Cos’è per voi la creatività?


Nella stanza dei grafici della nostra redazione abbiamo appeso un cartello molto divertente sulla parola creatività, il cui anagramma è cattiveria. Uno spunto interessante che fa riflettere. Creatività è il tentativo di trovare soluzioni nuove a problemi nuovi, anticipare più che correre ai ripari, capire quando è il momento di cambiare o di non farlo. È l’opportunità di sbagliare, sperimentando, senza spaventarsi troppo. Insomma tenere i sensi attivi. Il futuro di Internazionale è tutto qui.

Disegni di Anna Keen, Foto di Giovanna D'Ascenzi per Internazionale

Da anni organizzate un Festival a Ferrara nel mese di ottobre e avete fondato la casa editrice Fuori Orari. Quali altri programmi avete per il futuro?


Non so che forma prenderà la rivista tra dieci anni, noi cerchiamo di fare un prodotto che, per primi, vorremmo leggere. Noi cambiamo e quindi cambierà anche il giornale, staremo a vedere in che forma e verso quale direzione.

Siete sempre molto attenti anche al tema dell’ambiente, come vi è venuta l’idea di regalare un albero ad ogni nuovo abbonato?


L’idea ci è venuta dall’Economist, settimanale inglese che per primo l’ha lanciata. Ogni nuovo abbonato avrà un suo albero piantato in Niger, in quella che sta per diventare una grande foresta. Volevamo dare un contributo concreto, e non solo a parole, nel tentativo di compensare i danni ecologici che si provocano inevitabilmente facendo un giornale.

 

Come spiega il successo del Festival di Ferrara che quest’anno è stato anche a impatto zero?


Prima di tutto la “fame” d’informarsi, capire e approfondire gli argomenti poi anche la voglia d’incontrare i testimoni diretti di quello che succede nel mondo.
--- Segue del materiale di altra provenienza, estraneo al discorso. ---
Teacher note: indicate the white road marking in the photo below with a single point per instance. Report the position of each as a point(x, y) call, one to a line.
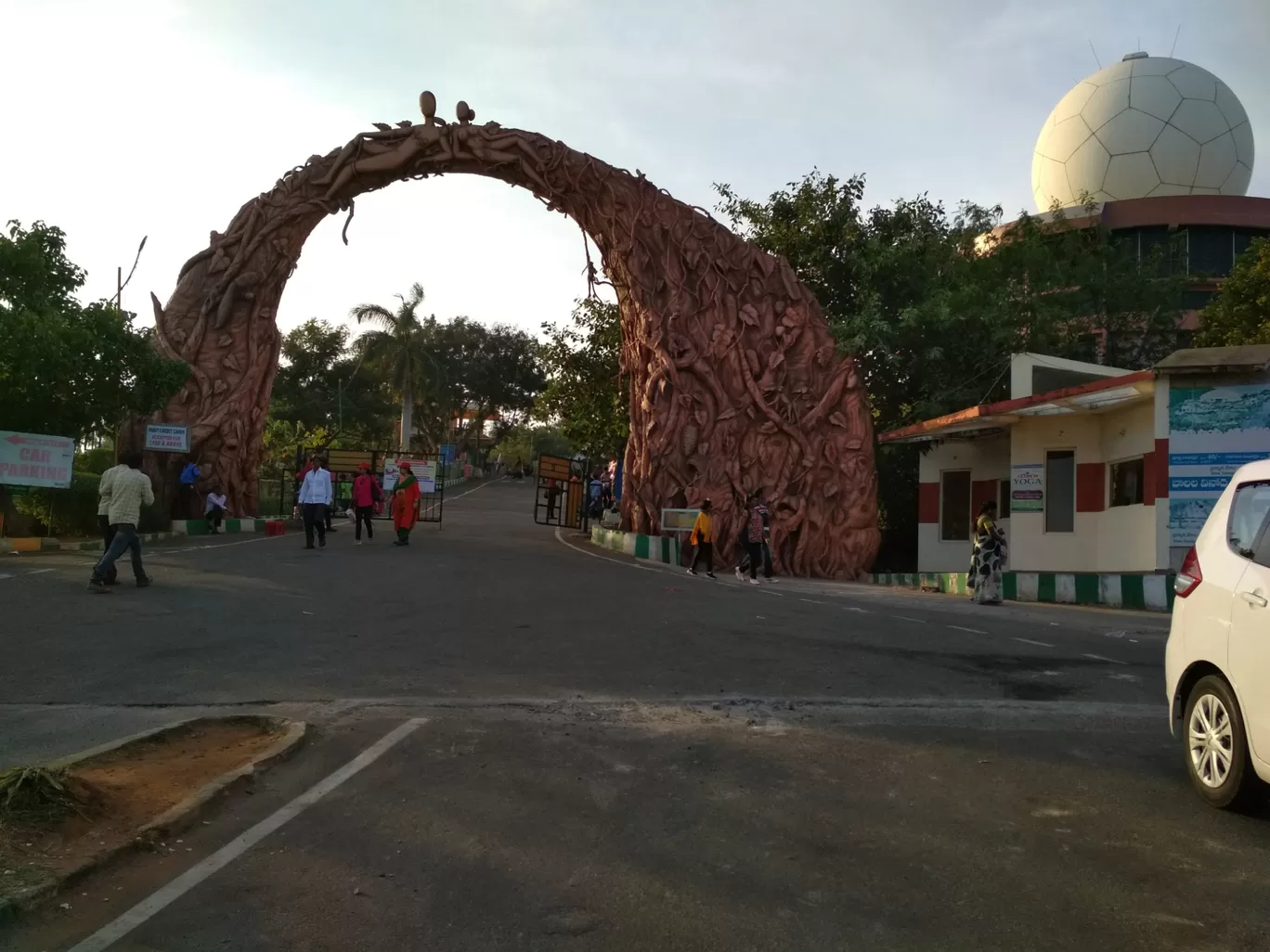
point(473, 490)
point(156, 552)
point(159, 900)
point(606, 559)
Nella città emiliana convergono giornalisti dai quattro angoli del mondo che vengono a raccontare non solo quello che hanno visto e vedono ogni giorno, ma anche le difficoltà del loro lavoro. Il Festival nel 2010 ha moltiplicato gli appuntamenti: 52 incontri per un centinaio di ore di  programmazione. Ci sono oltre 100 ospiti da 25 Paesi, una sorta di giro del mondo in 72 ore rimanendo a Ferrara. Quanto al basso impatto ci è sembrato indispensabile ridurre al minimo le tracce del nostro passaggio. Un fatto di correttezza nei confronti dei cittadini di quella meravigliosa città, oltre che un modo per ringraziarli della loro ospitalità.